A facile fluorescence method for versatile biomolecular detection based on pristine α-Fe₂O₃ nanoparticle-induced fluorescence quenching

This work investigated the interactions of α-Fe2O3 nanoparticles (NPs) with different structural nucleic acids and their fluorescence quenching ability towards fluorophore-labelled nucleic acid probes. Different from bulk α-Fe2O3 samples, nanoscale α-Fe2O3 particles exhibit the unique properties of strong adsorption and fluorescence quenching to fluorophore-labelled single-stranded DNA (ssDNA) probes. Based on these findings, a facile fluorescence method was developed for versatile quantification of nucleic acids. The size scale of NPs makes a significant impact on this sensing platform. Better selectivity was given by bigger NP (50-100 nm)-based nucleic acid-sensing platform compared with smaller NP (30 nm)-based one. In the 50-100 nm α-Fe2O3 NP-based sensing platform, single nucleotide mismatch or single base-pair mismatch can even be effectively discriminated. The targets of micro-RNA (miRNA), ssDNA and double-stranded DNA (dsDNA) are sensitively detected with detection limits of 0.8 nM, 1.1 nM and 0.64 nM (S/N=3), respectively.
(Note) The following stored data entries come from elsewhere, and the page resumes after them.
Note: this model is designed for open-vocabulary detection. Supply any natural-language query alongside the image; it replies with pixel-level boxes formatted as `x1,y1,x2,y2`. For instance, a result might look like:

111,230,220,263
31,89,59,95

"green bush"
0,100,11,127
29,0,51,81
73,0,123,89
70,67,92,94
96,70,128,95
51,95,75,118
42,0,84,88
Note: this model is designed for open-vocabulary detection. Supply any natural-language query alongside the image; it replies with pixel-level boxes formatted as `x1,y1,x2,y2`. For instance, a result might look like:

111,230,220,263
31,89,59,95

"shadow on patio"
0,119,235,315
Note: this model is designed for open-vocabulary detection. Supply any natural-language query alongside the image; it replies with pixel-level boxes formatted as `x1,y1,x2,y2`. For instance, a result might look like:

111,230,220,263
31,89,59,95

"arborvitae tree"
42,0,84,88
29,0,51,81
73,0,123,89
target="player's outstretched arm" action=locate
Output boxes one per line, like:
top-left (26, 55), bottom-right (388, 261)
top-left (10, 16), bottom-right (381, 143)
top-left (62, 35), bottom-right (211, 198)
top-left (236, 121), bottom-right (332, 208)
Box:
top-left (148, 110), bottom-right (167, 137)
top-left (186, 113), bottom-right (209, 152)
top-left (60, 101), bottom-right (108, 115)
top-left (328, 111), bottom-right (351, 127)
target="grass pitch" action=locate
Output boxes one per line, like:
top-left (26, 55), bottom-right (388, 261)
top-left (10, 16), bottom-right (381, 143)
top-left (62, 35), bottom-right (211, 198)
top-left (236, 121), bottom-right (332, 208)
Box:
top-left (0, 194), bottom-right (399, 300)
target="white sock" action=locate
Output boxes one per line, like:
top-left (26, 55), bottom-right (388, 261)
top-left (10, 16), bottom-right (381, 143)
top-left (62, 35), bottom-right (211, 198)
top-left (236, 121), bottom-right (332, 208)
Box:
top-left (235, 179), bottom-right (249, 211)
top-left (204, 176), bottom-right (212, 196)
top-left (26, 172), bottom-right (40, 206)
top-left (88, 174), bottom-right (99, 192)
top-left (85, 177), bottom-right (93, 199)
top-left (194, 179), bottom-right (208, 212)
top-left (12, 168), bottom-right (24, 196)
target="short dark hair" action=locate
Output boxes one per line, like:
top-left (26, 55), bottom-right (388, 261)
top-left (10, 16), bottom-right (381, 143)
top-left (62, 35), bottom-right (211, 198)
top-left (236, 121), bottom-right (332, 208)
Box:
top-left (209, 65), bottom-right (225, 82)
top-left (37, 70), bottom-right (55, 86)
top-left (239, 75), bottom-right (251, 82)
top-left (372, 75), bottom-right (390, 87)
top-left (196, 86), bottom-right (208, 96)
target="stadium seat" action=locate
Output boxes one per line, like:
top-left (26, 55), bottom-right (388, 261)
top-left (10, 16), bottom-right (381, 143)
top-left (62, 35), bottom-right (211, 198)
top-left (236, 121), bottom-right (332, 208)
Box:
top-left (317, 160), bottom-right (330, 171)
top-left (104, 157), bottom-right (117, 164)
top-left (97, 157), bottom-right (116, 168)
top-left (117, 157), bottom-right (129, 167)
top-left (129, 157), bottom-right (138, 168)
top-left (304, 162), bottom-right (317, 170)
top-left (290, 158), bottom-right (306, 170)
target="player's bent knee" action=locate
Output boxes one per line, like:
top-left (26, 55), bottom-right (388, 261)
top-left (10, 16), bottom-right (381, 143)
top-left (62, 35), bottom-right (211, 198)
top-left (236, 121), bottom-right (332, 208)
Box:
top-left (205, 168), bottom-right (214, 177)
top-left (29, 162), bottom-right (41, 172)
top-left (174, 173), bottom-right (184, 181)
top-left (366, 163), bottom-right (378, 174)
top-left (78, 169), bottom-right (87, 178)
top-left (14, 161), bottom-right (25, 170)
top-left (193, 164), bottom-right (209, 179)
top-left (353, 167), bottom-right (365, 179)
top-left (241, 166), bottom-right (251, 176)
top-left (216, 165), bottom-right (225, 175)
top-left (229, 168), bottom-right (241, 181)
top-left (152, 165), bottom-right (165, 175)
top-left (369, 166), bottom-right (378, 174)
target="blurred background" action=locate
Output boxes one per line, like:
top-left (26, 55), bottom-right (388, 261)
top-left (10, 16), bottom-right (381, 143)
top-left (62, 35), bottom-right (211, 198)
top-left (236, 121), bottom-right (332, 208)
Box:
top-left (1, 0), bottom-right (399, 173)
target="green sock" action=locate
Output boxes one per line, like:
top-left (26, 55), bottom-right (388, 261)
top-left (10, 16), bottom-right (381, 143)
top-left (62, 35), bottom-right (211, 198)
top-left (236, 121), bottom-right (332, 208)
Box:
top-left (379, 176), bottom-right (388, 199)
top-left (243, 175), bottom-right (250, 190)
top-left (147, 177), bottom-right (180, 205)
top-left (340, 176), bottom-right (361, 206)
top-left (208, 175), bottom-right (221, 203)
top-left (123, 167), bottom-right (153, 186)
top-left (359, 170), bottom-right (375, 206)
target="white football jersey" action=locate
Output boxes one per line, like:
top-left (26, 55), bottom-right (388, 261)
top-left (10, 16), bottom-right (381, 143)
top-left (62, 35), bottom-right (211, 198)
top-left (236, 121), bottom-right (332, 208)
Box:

Significantly, α-Fe2O3 NPs possess different affinities towards ssDNA probes with different lengths, and can be used as a universal quencher for ssDNA probes labelled with different fluorescent dyes. On the basis of these properties, the pristine α-Fe2O3 NPs hold the potential to be widely utilized in the development of novel biosensors with signal amplification or simultaneous multiple target detection strategies.